When applying both indirect methods to RWD, we observed that both methods yielded similar results (overlapping confidence intervals for each analyte). Furthermore, the estimated results were comparable to the reference intervals obtained in different direct method studies, showing that both indirect methods are capable of estimating precise reference intervals in real-world scenarios.

Differences in the estimated reference intervals among the various direct method studies and between direct and indirect methods can best be explained by differences in the underlying population. First, for some biomarkers, age partitions do not agree perfectly between the different studies and our obtained dataset (e.g. Fig. 4c–e). Second, the geographic and ethnic composition of the analyzed cohorts varies. For example, we compare reference intervals obtained for children in Canada (CALIPER studies 31,32,33,34,35), the US40, Austria36, and Germany37. Third, the time range of measurement and measurement sites differ leading to potential time- and site-specific effects although we compared only studies using Roche cobas or Sysmex instruments. Furthermore, the rather small sample size of some direct method studies can bias the results. The observed variations emphasize the fact that the clinical truth of the reference intervals is unknown. In summary, these results show that indirect methods can be used to calculate reference intervals comparable or even superior to the direct method.

Limitations

The presented evaluations of the refineR algorithm using simulations show that the method can be used to estimate reference intervals for homogenous populations of different sizes in a robust manner. However, many reference intervals are age-dependent or vary depending on other covariates, like sex or ethnicity. Thus, future work will focus on the enhancement of this one-dimensional approach to incorporate covariates. Specifically, the generation of continuous reference intervals depending on the age of the individual will be explored, as the establishment of such reference curves would provide important insights for children6,7,8,43 and the elderly44.

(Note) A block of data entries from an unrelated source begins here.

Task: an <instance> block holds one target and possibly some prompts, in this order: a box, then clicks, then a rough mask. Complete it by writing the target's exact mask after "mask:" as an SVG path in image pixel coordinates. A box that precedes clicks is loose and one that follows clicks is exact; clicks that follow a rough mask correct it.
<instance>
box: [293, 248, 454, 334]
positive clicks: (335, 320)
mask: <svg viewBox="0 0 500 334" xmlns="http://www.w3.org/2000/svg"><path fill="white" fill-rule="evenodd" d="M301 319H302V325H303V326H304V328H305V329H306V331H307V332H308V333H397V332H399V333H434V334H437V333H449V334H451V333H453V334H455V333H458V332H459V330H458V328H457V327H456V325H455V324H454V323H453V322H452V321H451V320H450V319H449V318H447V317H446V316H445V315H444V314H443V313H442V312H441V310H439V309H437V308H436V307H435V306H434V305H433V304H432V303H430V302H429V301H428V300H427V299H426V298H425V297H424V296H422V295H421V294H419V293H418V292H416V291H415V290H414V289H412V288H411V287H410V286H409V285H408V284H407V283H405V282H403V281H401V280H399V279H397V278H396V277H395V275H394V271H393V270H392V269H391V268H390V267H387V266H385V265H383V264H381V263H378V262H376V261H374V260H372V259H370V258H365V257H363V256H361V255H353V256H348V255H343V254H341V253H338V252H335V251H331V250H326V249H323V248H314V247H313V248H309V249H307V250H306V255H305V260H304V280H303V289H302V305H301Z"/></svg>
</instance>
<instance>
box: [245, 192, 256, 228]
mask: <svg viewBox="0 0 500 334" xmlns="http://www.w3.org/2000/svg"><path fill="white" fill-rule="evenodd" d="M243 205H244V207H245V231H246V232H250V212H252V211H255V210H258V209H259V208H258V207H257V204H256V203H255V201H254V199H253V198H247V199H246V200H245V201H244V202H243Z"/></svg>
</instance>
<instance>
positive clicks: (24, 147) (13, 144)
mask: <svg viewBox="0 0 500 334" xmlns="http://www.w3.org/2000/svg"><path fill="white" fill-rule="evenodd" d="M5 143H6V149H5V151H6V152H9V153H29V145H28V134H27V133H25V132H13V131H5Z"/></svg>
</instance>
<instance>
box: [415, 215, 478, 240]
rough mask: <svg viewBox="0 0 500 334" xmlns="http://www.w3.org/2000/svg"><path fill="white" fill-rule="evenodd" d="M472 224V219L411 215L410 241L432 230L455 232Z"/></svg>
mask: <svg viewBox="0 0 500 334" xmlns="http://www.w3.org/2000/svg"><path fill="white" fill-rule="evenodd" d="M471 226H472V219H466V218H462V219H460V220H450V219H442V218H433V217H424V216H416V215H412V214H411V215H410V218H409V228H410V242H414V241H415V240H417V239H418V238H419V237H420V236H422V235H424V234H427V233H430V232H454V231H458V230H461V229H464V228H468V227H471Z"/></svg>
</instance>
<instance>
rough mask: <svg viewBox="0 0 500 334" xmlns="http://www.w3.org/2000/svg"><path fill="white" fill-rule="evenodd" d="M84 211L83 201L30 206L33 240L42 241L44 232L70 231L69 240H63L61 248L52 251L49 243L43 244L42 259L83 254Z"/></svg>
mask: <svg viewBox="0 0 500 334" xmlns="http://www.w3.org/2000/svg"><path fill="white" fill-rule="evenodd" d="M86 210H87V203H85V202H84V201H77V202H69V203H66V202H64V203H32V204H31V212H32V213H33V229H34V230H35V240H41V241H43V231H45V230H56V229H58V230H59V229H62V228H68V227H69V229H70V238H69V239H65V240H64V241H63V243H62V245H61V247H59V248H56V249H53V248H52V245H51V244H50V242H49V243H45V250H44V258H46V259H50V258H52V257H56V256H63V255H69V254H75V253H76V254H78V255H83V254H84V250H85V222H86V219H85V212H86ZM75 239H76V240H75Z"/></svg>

We have shown that the refineR algorithm outperforms kosmic, the publicly available, peer-reviewed, and most recently published indirect method, in the majority of test cases, by intensively studying the performance using six common and medically relevant biomarkers. Nevertheless, there is still the need for a standardized test database covering an even broader variety of medically relevant, simulated distributions of biomarkers, as well as a systematic evaluation of different methods.

While we have shown that the refineR algorithm already achieves promising results, the assumption that the non-pathological samples can be modeled with a Box–Cox transformed normal distribution may not be appropriate for all biological distributions42. Thus, in future work, we will examine if using other transformations like the modified Box–Cox transformation45 may improve refineR’s performance.

Conclusion

We developed the refineR algorithm for the precise and time-efficient estimation of reference intervals using real-world data from laboratory information systems. refineR is provided as an open source (GPL v3) R-package on CRAN. Our results show that refineR outperforms both the direct method with a reference population of 120 individuals and the publicly available, peer-reviewed, and most recently published indirect method algorithm, kosmic using simulated data. For the patient datasets, the results are within the margin of variation of different direct method studies. By requiring less resources and facing fewer ethical issues, refineR is a viable alternative to the direct approach.